Un autre géant nous a quitté

Nous voilà assis au cinoche dans un de ces gros fauteuils muni d’un de ces supports pour les barils de boissons gazeuses. Sur l’écran y’a ce dernier gros blockbuster américain qui vous poivre les yeux et les oreilles (mais pas le cerveau). Ça pétarade, ça pète, ça rugit et ça détonne. Boum, crac! Des monstres se tapochent sur la tronche en se lançant tout ce qui leur tombe sous la main; des voitures, des camions, des trains, des avions, des buildings. Tiens-toi!

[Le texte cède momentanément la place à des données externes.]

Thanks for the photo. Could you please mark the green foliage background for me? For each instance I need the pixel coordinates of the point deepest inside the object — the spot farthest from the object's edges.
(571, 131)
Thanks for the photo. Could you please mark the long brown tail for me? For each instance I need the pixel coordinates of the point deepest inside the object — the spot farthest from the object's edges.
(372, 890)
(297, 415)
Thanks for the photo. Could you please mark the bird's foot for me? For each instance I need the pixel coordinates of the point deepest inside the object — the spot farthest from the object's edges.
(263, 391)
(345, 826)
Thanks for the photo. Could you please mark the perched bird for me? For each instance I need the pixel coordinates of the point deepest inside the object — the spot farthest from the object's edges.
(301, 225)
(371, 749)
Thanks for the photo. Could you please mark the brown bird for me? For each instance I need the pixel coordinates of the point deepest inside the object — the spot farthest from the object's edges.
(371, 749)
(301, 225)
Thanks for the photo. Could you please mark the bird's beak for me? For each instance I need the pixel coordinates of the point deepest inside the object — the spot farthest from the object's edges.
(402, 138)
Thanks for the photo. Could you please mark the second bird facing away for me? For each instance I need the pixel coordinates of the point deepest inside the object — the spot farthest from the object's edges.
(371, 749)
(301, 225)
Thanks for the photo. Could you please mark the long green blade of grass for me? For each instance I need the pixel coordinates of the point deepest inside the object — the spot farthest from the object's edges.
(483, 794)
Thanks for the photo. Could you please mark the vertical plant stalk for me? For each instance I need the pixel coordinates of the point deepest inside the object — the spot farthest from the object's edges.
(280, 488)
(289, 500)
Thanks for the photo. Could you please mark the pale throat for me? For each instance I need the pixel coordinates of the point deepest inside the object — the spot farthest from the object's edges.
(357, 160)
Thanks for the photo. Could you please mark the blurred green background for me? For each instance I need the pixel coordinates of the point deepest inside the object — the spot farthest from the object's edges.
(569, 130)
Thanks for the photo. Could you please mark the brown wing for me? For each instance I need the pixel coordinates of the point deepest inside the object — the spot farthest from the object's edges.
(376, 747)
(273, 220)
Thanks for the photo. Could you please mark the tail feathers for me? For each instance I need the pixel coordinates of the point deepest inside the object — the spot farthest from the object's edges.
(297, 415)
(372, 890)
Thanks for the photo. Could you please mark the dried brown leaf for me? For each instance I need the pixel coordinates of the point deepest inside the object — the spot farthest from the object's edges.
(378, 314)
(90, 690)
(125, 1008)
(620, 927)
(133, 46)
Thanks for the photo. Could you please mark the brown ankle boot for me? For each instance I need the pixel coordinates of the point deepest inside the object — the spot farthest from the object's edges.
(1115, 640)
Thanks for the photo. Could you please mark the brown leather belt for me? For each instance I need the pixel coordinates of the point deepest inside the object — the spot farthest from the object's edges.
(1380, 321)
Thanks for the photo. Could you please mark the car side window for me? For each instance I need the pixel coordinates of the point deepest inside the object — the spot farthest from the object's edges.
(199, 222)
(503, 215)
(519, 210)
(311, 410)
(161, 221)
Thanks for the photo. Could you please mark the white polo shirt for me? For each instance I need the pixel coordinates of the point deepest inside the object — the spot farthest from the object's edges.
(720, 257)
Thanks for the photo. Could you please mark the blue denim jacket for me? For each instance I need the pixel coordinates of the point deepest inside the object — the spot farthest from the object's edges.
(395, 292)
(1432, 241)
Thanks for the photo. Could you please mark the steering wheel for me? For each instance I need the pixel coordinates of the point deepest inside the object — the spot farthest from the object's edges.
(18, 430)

Même si ça décoiffe et que ça impressionne nous ne sommes pas dupe parce qu’on sait très bien que ce sont des images de synthèse entièrement concoctées par des ordinateurs. La grande majorité des films que nous voyons comportent en grande majorité de ces effets spéciaux dont la quantité et la complexité peuvent varier selon le genre et les besoins. Nous y sommes tellement habitués que nous ne les voyons pratiquement plus. Au début ça impressionnait. Suffit de penser au personnage du T-1000 dans Terminator 2, fait de métal liquide, ou de l’extra-terrestre composé d’eau dans The Abyss. Avec Jurassic Park la technologie numérique s’est imposée et de ce fait, a pratiquement signé l’arrêt de mort des techniques dites traditionnelles. C'est rapidement devenu si avançé qu'il est possible de remplacer un acteur par un personnage 3D avec une différence à peine notable.

Vous avez vu le péplum Gladiator avec Russell Crowe? L'acteur britannique Oliver Reed y tenait le rôle de Proximo et durant le tournage l’acteur est mort alors que la photographie n’était pas terminée, Ridley Scott a donc dû faire appel à la technologie numérique pour le remplacer dans les scènes qu’il restait à tourner. Les gens n’ont pratiquement rien vu.Et c'était il y a plus de 10 ans.

Les catins numériques animées par ordinateur c’est bien beau mais comme je le disais plus haut, on le sait, on le voit que c’est de la synthèse. Comme Yoda dans les prequels. Vous avez trouvé crédible le Yoda par ordinateur? Je préfère largement la catin en caoutchouc manipulée par Frank Oz.

Et tout ça, finalement, pour en venir à mon sujet du jour. C’est de l’ami Jerry Scott que j’ai appris la nouvelle. Ray Harryhausen, le génie des effets spéciaux traditionnels est mort à l’âge de 92 ans.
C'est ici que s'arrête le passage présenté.